/ 18 January 2024

Using art in education

A Teenager Watching A Video On A Computer

Education is one of the fundamental foundations to prosperity, and it should not be surprising that foundations require a shift of change now and then. Moreover, education today shouldn’t be viewed as a means to an end but rather be approached as a means to answer relevant, relatable complex social and economic issues that are rapidly crippling the world today. 

The learning and teaching instructions usually depend on lesson plans that are created using diverse materials with the expectation to pass off information that learners can take back home and into their different communities to summon development but is that the case today or has the educational system long been broken? Suppose one used a microscope on the teaching process, perhaps we could find cracks that follow the traditional way of teaching. 

For instance, the typical way is for a teacher to stand in front of the class and present what he or she has prepared for the day, and down the line, learners are evaluated using assessments or tests that are supposed to identify the knowledge they have on different subjects. However, the flaw in this comes when the evaluation depends on higher marks which often calls out the issue of cramming. Sometimes critical and analytical thinking isn’t emphasised enough in classrooms, and one can witness this in learners’ responses to questions that stem from real-life issues. 

One of the reasons I value the learning and teaching approach of technical schools and the University of South Africa — at which I’ve been a student since 2014 — is that they both encourage deep critical thinking. Assignments and exams are presented to evaluate your problem-solving skills which require you to be practical and less theoretical. 

Today’s economy and social issues do not need theory-based approaches but real-time solutions. For example, teaching science should be used to answer issues such as climate change and explore the different careers that learners can grow into. Furthermore, technology-based courses should not only stress the innovation of new software or applications but should answer existing problems and provide immediate relevant, relatable solutions and perhaps focus more on modifying already existing ones and encourage collaboration. It is no secret that the introduction of new software or applications is usually followed with scepticism, especially considering cybersecurity issues. 

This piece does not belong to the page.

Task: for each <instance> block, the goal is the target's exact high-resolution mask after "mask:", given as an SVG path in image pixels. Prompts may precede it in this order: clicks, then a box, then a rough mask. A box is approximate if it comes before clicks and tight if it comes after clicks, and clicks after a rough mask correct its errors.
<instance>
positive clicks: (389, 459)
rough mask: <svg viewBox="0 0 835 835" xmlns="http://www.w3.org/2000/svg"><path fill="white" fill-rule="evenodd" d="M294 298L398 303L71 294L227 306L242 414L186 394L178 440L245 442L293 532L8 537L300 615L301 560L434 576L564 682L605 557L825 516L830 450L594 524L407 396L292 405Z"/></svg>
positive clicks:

In some African classrooms, teaching science is not explored in depth. For example, children are taught about the universe but less on the exploration of astronomy and what they can get out of it. For parents such as myself, it often gets frustrating to see our children being taught science but without exploring the topic fully. The same goes with subjects such as geography. Often, the teaching and learning of geography is based on the international landscape and less on the African continent. Children learn about America, France, Europe and others instead of learning about the similarities and opportunities in the African continent. 

So how can the use of the arts be incorporated in teaching?

According to Statistics South Africa, music streaming is expected to generate a revenue of around $75.92 million in 2024. The revenue is projected to grow at an annual growth rate (CAGR 2024- 2027) of 4.2℅, reaching a market volume of $85.89 million by 2027. It is evident that the music industry is in an incredible growth phase but how can artists support the educational system using their songs? 

The first sensible point would be for artists to learn content offered from different subjects and incorporate it in their songs or delivering materials to learners. Amapiano, for instance, if explored can be a useful tool. To compliment this narrative, teachers would need some form of encouragement, training and motivation to incorporate music in their teaching. As for the learners themselves, the inclusion of music in classrooms would be welcomed with enthusiasm and excitement. 

The use of film and animation could also enhance education. In high school, we watched Romeo and Juliet as we read the book. This accommodated spatial learners, also referred to as visual learners. Using film as a teaching tool provides real-life context for language learning, and helps learners understand how words and phrases are used in different situations. For children, animation can support linguistic skills by introducing children to new vocabulary and pronunciations. It can further introduce “what if” scenarios that spark the imagination. 

Witnessing the number of animation films produced in the world, I believe film production companies need to be given a standing ovation because they have found a way of teaching topics that would normally be seen as adult content. For instance, Teen Titans has episodes where they talk about insurance and real estate just to mention two and in Star Wars, the young Jedi’s adventures emphasises encouraging bravery, confidence and team work, which often diminishes as we grow up. 

I believe the educational system should be re-evaluated to accommodate creativity that fosters imagination and can be practically used. As organisations, heads of states and their ministries gather to discuss solutions to solve complex social issues, it is important to also discuss the changes the educational system needs to address. 

The world is changing, technology is evolving and we see the speed new technologies such as machine learning, generative AI and others are taking. It is imperative for the educational system to align with these changes if we want to produce learners that are ahead and can come up with progressive relevant, relatable and practical solutions. If not, unfortunately learning is a waste of time because if we can’t adapt and participate in change, what use is there for education? 

Rethabile Tsephe is a freelance writer and researcher associated with the Global Foundation for Cyber Studies and Research in Washington DC.